I didn’t realize this past Sunday was already the first Sunday in Advent; for some reason I didn’t think Advent ever started during November. Since this was a late Thanksgiving, I should have known better.

Not that I do anything special to observe Advent now, but with my Catholic school upbringing, I’m rooted in the evergreen ring with the three purple and one pink candle.

My first exposure to Advent was probably first grade at St. Rose School in the East End in Cincinnati. I’m sure we had an Advent wreath. Sister Ann George actually lighting the candles each week may be a figment of my imagination. I’m not sure live flames in the classroom were legal by the time I entered grade school (or maybe that is a figment of my imagination). I do have a memory of a nun lighting a candle, leading us in a hymn or prayer, and then quickly blowing out the candle again. Maybe she was doing it on the sly and was trying not to get caught.

I think first grade was also my introduction to “O Come, O Come, Emmanuel.” Since Latin was still such a part of our prayers and hymns pre-Vatican II, we actually sang it as “Veni, Veni, Emmanuel.” The version I first learned wasn’t the more Medieval-sounding tune everyone sings now (see video above). I learned from Wikipedia that the lyrics were eventually set to other melodies, but I’m not sure which one I first learned. That first-grade version didn’t have nearly the mystery of the more common melody, which is the one I relate to now.

I have a terrible sense of smell and can’t usually pick up on aromas; yet in memory, especially childhood memories, smells come through vividly. Advent conjures up the fragrances of melting candle wax and evergreens quite vividly. At least once we tried to have an Advent wreath at home. By this time we lived in Oakley. We never had a live tree and Mom couldn’t spare money for evergreen boughs for our wreath, so I went out front and clipped sprigs from our shrubs, which I don’t recall even having a smell (they did have blunt needles and poisonous berries). Whatever kind of shrub it was, my olfactory memory must be reaching back to church or the classroom. (I think we went through the ritual of lighting the candle, etc., the first Sunday but nothing after that. We just weren’t the practice-faith-in-the-home kind of family.)

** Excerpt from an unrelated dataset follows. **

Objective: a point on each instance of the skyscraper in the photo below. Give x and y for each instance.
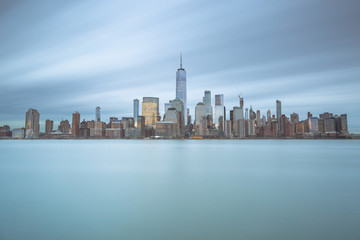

I also had an initial negative reaction to Advent as putting a damper on the Christmas season just when things were getting fun. As part of our Advent observation in first grade, Sister Ann George set up an empty shoebox and a container filled with mimeographed slips of paper with printing on them. These were straws of “hay” and the idea was to pluck a straw each day, do whatever the words suggested, then put the straw in the box, or “manager,” to prepare the bed for Baby Jesus’ arrival. Unfortunately, the straws offered suggestions for all kinds of self-deprivation, such as “give up your favorite TV show.” If the suggestions were for extra prayers, I was fine. Giving up television wasn’t something I was inclined to do, although I still put the straw in the box as if I’d sacrificed the way a good little Catholic girl is supposed to. I’m afraid it foreshadowed just what kind of Catholic, or non-Catholic, I would morph into as the years passed.